Fallujah had been parsed into familial nicknames. Clearing the Upper West Side had been hard enough, but in Queens, a particularly nasty corner of the city near the Euphrates, Everything seemed upside-down. Religious leaders demanded violence. Stray cats feasted on fallen men. Zarqawi had constructed a torture chamber twenty-five feet away from a small amusement park.
Even the smoke settled strangely. In his first firefight on November 20th, Carver charged into a room behind a grenade. The acrid dust had climbed the walls and spilled across the ceiling, broiling in the top half of the bedroom. He heard the terrorist shuffle toward his men. Instead of dropping into a firing position that might have exposed him, Carver leapt up into the smog and onto a bed where he ended the threat.
In the second house, the door swung open and there were two terrorists lumbering toward Carver like zombies in some horror movie. He and the other force reconnaissance Marines had honed their shooting skills over hundreds of hours and thousands of bullets.

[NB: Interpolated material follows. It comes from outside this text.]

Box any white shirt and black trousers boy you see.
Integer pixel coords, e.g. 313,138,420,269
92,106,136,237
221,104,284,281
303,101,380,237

Four bullets did the trick.
The day was an hour old.
The Marine team crept down the hallway of the third house in a human centipede stack bristling with rifles. Carver had moved into point position and now he stood outside another door wondering what the hell was waiting for him inside. Hundreds of doors opened already. Hundreds more to go.
He opened the door with his left hand, keeping his front sight post moving with his eyes. Someone coming out of a closet, firing an AK-47. The flat, booming report reverberated under his body armor. Carver had to shoot the terrorist several times before he flopped onto the spent casings.

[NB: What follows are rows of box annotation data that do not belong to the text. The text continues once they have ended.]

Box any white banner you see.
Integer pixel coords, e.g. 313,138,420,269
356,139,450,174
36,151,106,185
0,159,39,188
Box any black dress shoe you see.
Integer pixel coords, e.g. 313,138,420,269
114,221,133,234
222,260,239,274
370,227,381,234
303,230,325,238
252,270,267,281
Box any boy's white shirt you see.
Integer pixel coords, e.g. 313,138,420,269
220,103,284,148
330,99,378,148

Now more firing from behind the door on his left. Two rounds slammed into his thigh and another passed clean through his calf. They felt more like baseball bats than hot needles. Carver wheeled to maintain his balance and center his weapon. Saw smoking holes in the door. Another bullet popped through and smacked his shoulder, ending any hope of remaining on his feet.
It was an enemy grenade that saved him. Without it, Carver would have tumbled inside the room, into the kill zone. Instead the grenade came bouncing out toward his boots, as mesmerizing as a giant wasp, and blew him clear out of the room.

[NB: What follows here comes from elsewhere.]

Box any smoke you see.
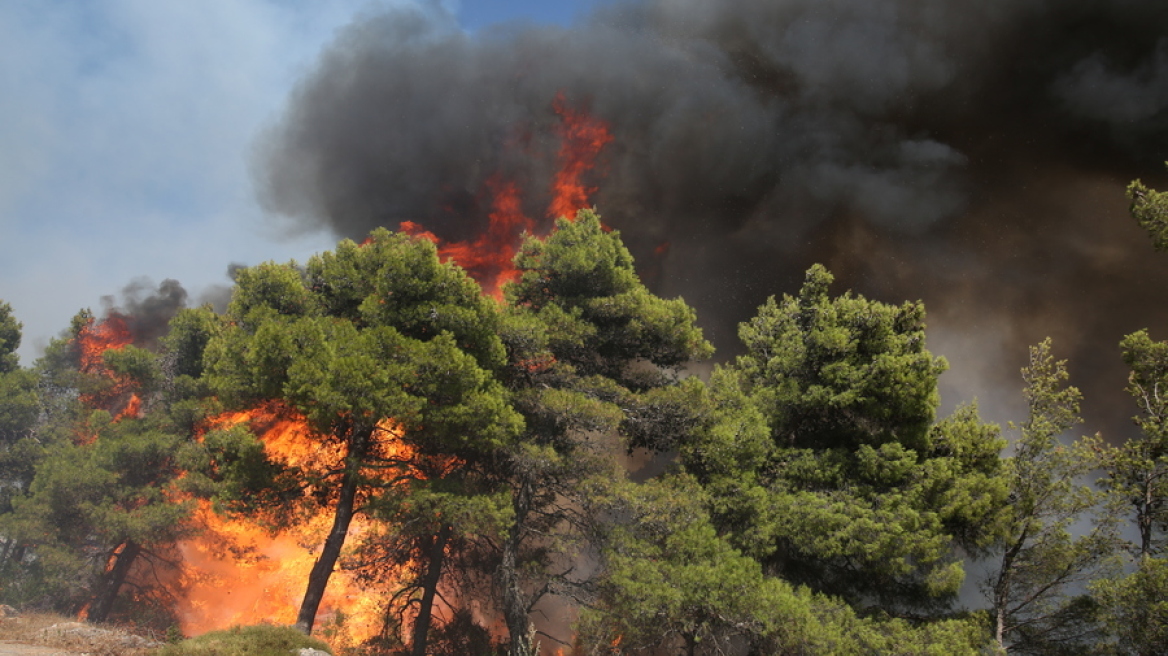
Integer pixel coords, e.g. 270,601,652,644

Twenty-one minutes later Navy doctors were plucking dozens of fragments from his body and sewing the four quarter-sized holes. Twenty-one hours later Carver checked out of the field hospital with a crutch in his armpit instead of a rifle and the hazy memory of a phone call to his wife, Holly.
Holly got the call in the afternoon. “Honey I got hurt,” her husband told her. Of all the casualty notifications given to family members, a phone call from the wounded warrior is the best. Phone calls from doctors or officers are bad. Doorbells are the worst. Darrell was now one of the twelve thousand casualties in Iraq. One of the lucky ones.
The untold story of war is the burden shouldered by the families. Devotion to their soldiers is well known. But the hidden buttress of an all-volunteer war is devotion to the cause. Families are serving the country every bit as fervently as their soldiers. Without their commitment to the war, second and third deployments to Iraq would be zero sum decisions for soldiers. “If he had to go back (for a third tour), I support him,” says Holly. “It is worth the sacrifice of separation to help the people of Iraq.”
The costs of the war on terror may not be spread wide, but they are deep. Families like the Carvers are willing to shoulder the costs of the national interest for the lowest risk-adjusted wage in America and zero fanfare. In other societies, warriors are motivated by externalized power. Ours are motivated by internal duty. Geopolitics aside, the country should be thankful that it has cultivated a tiny warrior class that can dominate an overseas battlefield while upholding its best values.
Owen West is a trader for Goldman, Sachs who served with the Marines in Operation Iraqi Freedom.